Bantu Vietcong Usir AS dari Vietnam, Inilah Pasukan Khusus Korut

26 Maret 2021, 19:37 WIB
BERKACA DARI VETNAM- Pasukan khusus Korut sangat berjasa bagi pasukan Vietcong ketika melawan dan mengusir AS selama Perang Vietnam pada 1968. Fase pertama serangan Tet ini dilakukan hanya dengan 80 ribu personel reguler Vietcong. Banyak dari orang Vietnam ini adalah wajib militer yang kurang terlatih./FOTO: NORTH KOREA NEWS/ /KALBAR TERKINI/OKTAVIANUS CORNELIS

KALBAR TERKINI - Pasukan Operasi Khusus Korea Utara (SOF) dirancang untuk melakukan operasi militer, politik dan psikologis. Meskipun tidak diketahui kapan secara resmi dibentuk, operasi pertama SOF yang diketahui, terjadi pada 30 Oktober 1968.
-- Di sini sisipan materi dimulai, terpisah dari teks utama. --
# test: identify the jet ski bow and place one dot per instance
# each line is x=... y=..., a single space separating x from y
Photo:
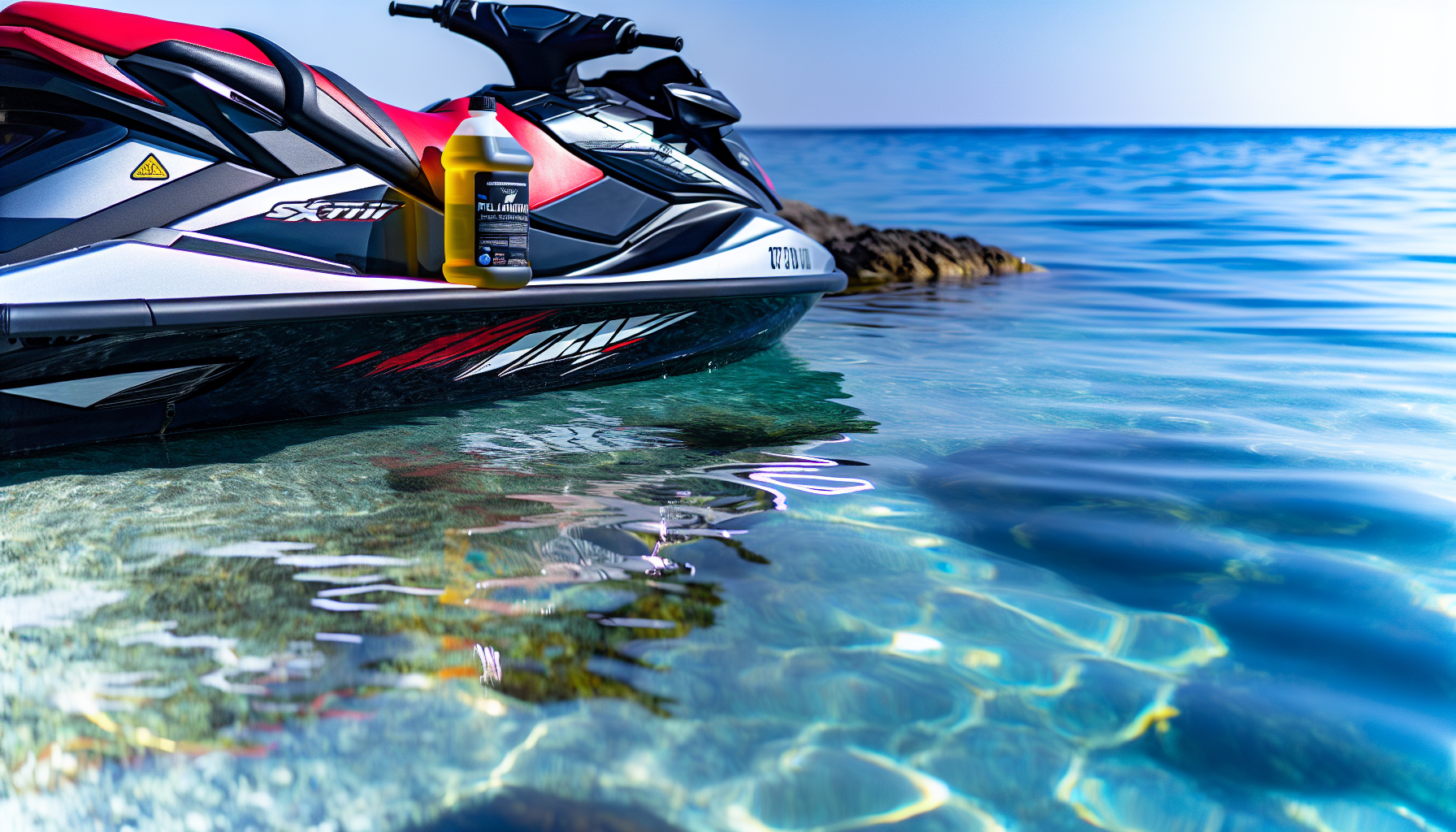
x=198 y=229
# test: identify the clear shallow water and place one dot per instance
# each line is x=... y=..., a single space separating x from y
x=1156 y=540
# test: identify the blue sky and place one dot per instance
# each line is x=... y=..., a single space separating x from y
x=1338 y=63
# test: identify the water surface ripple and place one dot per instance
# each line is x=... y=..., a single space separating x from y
x=1156 y=540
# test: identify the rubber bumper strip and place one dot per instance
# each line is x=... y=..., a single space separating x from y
x=111 y=317
x=158 y=207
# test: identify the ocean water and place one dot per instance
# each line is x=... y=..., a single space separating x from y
x=1162 y=538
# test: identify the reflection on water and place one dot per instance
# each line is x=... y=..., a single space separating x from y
x=1156 y=541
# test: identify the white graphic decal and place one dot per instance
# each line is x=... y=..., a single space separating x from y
x=790 y=258
x=332 y=210
x=583 y=345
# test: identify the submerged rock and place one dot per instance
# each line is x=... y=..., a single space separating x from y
x=874 y=257
x=531 y=810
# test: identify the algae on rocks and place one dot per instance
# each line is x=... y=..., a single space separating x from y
x=875 y=257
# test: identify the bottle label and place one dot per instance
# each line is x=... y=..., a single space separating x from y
x=501 y=219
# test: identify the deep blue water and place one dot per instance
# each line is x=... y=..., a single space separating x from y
x=1159 y=538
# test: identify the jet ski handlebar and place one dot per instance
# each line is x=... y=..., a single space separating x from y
x=539 y=44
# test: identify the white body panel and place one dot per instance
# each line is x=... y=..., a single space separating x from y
x=258 y=203
x=124 y=270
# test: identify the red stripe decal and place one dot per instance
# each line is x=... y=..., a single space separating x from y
x=364 y=358
x=448 y=349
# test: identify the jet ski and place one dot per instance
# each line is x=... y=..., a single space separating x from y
x=200 y=231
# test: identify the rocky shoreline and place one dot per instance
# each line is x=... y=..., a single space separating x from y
x=874 y=258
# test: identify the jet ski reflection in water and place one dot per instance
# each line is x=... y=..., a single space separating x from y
x=200 y=231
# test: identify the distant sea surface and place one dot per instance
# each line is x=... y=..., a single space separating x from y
x=1162 y=538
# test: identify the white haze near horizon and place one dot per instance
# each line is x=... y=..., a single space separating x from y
x=882 y=63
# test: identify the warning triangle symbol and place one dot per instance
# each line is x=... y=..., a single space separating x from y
x=150 y=168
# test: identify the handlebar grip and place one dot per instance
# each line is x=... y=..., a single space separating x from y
x=660 y=42
x=405 y=11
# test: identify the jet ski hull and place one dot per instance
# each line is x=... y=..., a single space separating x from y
x=184 y=365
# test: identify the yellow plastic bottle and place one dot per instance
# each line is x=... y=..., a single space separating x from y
x=487 y=203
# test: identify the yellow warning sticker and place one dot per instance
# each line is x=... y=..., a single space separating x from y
x=150 y=168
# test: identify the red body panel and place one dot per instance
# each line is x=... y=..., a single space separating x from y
x=557 y=174
x=75 y=37
x=86 y=63
x=119 y=34
x=349 y=104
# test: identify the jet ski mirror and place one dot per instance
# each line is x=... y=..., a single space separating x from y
x=539 y=44
x=700 y=106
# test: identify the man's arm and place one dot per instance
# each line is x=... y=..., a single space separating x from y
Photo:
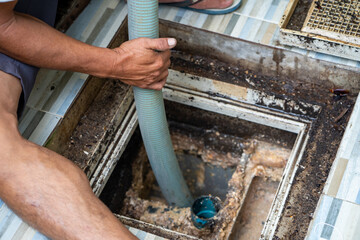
x=34 y=42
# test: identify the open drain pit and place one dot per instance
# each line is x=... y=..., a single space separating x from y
x=212 y=162
x=229 y=103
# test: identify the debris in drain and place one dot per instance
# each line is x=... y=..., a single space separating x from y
x=246 y=162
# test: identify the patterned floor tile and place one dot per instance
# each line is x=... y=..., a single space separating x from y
x=335 y=219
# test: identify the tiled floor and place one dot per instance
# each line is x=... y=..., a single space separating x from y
x=256 y=21
x=338 y=213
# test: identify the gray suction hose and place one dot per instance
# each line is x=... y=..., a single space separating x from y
x=144 y=22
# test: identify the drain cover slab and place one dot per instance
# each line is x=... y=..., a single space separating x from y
x=335 y=19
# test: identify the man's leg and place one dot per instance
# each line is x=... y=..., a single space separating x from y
x=45 y=189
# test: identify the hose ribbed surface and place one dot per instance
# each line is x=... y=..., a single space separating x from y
x=143 y=22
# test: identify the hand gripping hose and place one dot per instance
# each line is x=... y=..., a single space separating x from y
x=144 y=22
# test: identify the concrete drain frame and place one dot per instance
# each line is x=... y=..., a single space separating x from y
x=262 y=84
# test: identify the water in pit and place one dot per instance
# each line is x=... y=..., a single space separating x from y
x=207 y=170
x=202 y=178
x=218 y=155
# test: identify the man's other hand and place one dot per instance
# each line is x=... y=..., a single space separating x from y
x=143 y=62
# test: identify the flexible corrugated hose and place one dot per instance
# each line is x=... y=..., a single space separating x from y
x=144 y=22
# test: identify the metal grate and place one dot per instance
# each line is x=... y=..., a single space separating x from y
x=337 y=19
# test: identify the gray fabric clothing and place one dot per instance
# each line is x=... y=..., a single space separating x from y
x=44 y=10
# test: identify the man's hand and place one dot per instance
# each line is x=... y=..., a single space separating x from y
x=143 y=62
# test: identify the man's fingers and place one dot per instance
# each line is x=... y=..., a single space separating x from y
x=158 y=85
x=161 y=44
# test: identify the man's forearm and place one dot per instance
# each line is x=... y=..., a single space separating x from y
x=34 y=42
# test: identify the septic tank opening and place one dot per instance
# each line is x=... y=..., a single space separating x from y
x=216 y=157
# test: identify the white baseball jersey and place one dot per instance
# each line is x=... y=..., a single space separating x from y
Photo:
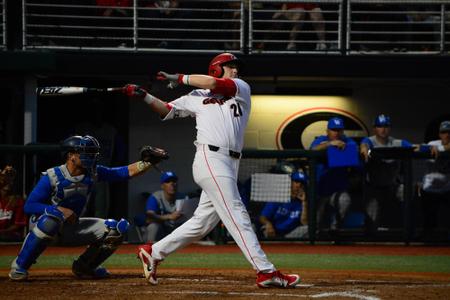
x=221 y=122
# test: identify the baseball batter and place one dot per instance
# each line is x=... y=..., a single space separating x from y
x=57 y=202
x=221 y=107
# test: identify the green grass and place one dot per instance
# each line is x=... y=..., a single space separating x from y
x=391 y=263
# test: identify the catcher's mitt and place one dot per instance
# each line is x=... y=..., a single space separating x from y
x=153 y=155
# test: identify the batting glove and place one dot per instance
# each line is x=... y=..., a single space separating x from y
x=174 y=79
x=132 y=90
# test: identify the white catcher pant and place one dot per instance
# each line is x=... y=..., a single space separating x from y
x=216 y=174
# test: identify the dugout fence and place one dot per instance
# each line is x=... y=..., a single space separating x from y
x=333 y=27
x=30 y=160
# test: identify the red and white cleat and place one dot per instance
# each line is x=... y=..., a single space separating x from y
x=277 y=279
x=148 y=263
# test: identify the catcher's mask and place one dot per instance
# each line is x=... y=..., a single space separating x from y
x=216 y=65
x=87 y=146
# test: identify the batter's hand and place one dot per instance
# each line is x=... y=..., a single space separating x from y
x=132 y=90
x=174 y=79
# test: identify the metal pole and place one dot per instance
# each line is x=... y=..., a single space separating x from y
x=407 y=199
x=250 y=26
x=348 y=27
x=442 y=44
x=135 y=25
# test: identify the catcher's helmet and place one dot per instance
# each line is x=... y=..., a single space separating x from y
x=215 y=66
x=87 y=146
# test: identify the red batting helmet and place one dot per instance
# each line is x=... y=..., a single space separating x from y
x=215 y=66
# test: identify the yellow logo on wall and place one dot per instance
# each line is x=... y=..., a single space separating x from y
x=292 y=122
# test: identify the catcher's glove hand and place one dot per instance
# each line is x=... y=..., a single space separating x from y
x=153 y=155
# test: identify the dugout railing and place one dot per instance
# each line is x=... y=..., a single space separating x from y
x=334 y=27
x=410 y=220
x=30 y=160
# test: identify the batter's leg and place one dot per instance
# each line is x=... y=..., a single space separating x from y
x=225 y=197
x=202 y=222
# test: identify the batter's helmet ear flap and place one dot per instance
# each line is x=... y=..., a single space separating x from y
x=215 y=66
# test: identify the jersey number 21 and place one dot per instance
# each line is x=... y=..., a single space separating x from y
x=237 y=110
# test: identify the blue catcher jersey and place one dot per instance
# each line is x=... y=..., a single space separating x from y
x=58 y=187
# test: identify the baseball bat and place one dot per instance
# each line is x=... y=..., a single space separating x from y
x=72 y=90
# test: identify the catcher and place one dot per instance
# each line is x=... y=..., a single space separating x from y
x=59 y=199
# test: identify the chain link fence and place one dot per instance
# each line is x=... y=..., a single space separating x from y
x=258 y=26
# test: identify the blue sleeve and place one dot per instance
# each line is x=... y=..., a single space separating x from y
x=406 y=144
x=39 y=197
x=269 y=210
x=152 y=204
x=317 y=141
x=112 y=174
x=348 y=140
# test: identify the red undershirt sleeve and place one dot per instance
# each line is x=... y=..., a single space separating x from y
x=225 y=86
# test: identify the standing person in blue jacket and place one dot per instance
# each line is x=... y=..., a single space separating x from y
x=57 y=203
x=279 y=219
x=383 y=180
x=333 y=183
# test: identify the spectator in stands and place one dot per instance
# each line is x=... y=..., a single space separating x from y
x=287 y=219
x=164 y=209
x=383 y=180
x=333 y=182
x=296 y=12
x=12 y=216
x=435 y=187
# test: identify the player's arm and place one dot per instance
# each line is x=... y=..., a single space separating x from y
x=223 y=86
x=157 y=105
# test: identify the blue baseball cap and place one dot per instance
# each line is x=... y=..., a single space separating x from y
x=298 y=176
x=167 y=176
x=382 y=121
x=335 y=123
Ketika itu, Pasukan Komando Maritim Korut mendarat di pantai-pantai di Korea Selatan (Korsel). Setelah serangkaian pertempuran, mereka mundur kembali ke Korut. Misinya  adalah menembus pertahanan tetap Korsel, menciptakan 'front kedua' di belakang belakang musuh, dan pengintaian strategis.

Dikutip  Kalbar-Terkini.com dari  Military Watch Magazine, hanya disebutkan, sejak itulah SOF lahir. Data terakhir pada 2018, jumlah personelnya sekitar 200 ribu, menjadikannya sebagai kelompok operasi khusus terbesar di dunia.

Karena lingkungan militer Korut yang tertutup dan totaliter, sedikit yang diketahui tentang negara itu maupun tentaranya,  selain keterampilan, ukuran, dan disiplin mereka. Aset terkuat Korut ini secara mental dicuci otak lewat propaganda sehingga bersedia secara gila-gilaan untuk dieksekusi jika  gagal menjalankan operasi.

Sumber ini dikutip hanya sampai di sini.